SGLang Router
SGLang router is a standalone module implemented in Rust to achieve data parallelism across SGLang instances.
User docs
Please check https://docs.sglang.ai/router/router.html
Developer docs
Prerequisites
- Rust and Cargo installed
# Install rustup (Rust installer and version manager)

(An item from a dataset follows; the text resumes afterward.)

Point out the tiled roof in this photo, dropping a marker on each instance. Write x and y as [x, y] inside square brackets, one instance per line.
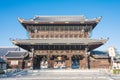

curl --proto '=https' --tlsv1.2 -sSf https://sh.rustup.rs | sh
# Follow the installation prompts, then reload your shell
source $HOME/.cargo/env
# Verify installation
rustc --version
cargo --version
- Python with pip installed
Build Process
1. Build Rust Project
$ cargo build
2. Build Python Binding
Option A: Build and Install Wheel
- Build the wheel package:
$ pip install setuptools-rust wheel build
$ python -m build
- Install the generated wheel:
$ pip install <path-to-wheel>
If you want one handy command to do build + install for every change you make:
$ python -m build && pip install --force-reinstall dist/*.whl
Option B: Development Mode
For development purposes, you can install the package in editable mode:
Warning: Using editable python binding can suffer from performance degradation!! Please build a fresh wheel for every update if you want to test performance.
$ pip install -e .
Note: When modifying Rust code, you must rebuild the wheel for changes to take effect.
Logging
The SGL Router includes structured logging with console output by default. To enable log files:
# Enable file logging when creating a router
router = Router(
worker_urls=["http://worker1:8000", "http://worker2:8000"],
log_dir="./logs" # Daily log files will be created here
)
Use the --verbose flag with the CLI for more detailed logs.
Kubernetes Service Discovery
SGL Router supports automatic service discovery for worker nodes in Kubernetes environments. When enabled, the router will automatically:
- Discover and add worker pods with matching labels
- Remove unhealthy or deleted worker pods
- Dynamically adjust the worker pool based on pod health and availability
Command Line Usage
python -m sglang_router.launch_router \
--service-discovery \
--selector app=sglang-worker role=inference \
--service-discovery-port 8000 \
--service-discovery-namespace default
Service Discovery Arguments
--service-discovery: Enable Kubernetes service discovery feature--selector: One or more label key-value pairs for pod selection (format: key1=value1 key2=value2)--service-discovery-port: Port to use when generating worker URLs (default: 80)--service-discovery-namespace: Optional. Kubernetes namespace to watch for pods. If not provided, watches all namespaces (requires cluster-wide permissions)
RBAC Requirements
When using service discovery, you must configure proper Kubernetes RBAC permissions:
-
If using namespace-scoped discovery (with
--service-discovery-namespace): Set up a ServiceAccount, Role, and RoleBinding -
If watching all namespaces (without specifying namespace): Set up a ServiceAccount, ClusterRole, and ClusterRoleBinding with permissions to list/watch pods at the cluster level
Troubleshooting
- If rust analyzer is not working in VSCode, set
rust-analyzer.linkedProjectsto the absolute path ofCargo.tomlin your repo. For example:
{
"rust-analyzer.linkedProjects": ["/workspaces/sglang/sgl-router/Cargo.toml"]
}
CI/CD Setup
The continuous integration pipeline consists of three main steps:
1. Build Wheels
- Uses
cibuildwheelto create manylinux x86_64 packages - Compatible with major Linux distributions (Ubuntu, CentOS, etc.)
- Additional configurations can be added to support other OS/architectures
- Reference: cibuildwheel documentation
2. Build Source Distribution
- Creates a source distribution containing the raw, unbuilt code
- Enables
pipto build the package from source when prebuilt wheels are unavailable
3. Publish to PyPI
- Uploads both wheels and source distribution to PyPI
The CI configuration is based on the tiktoken workflow.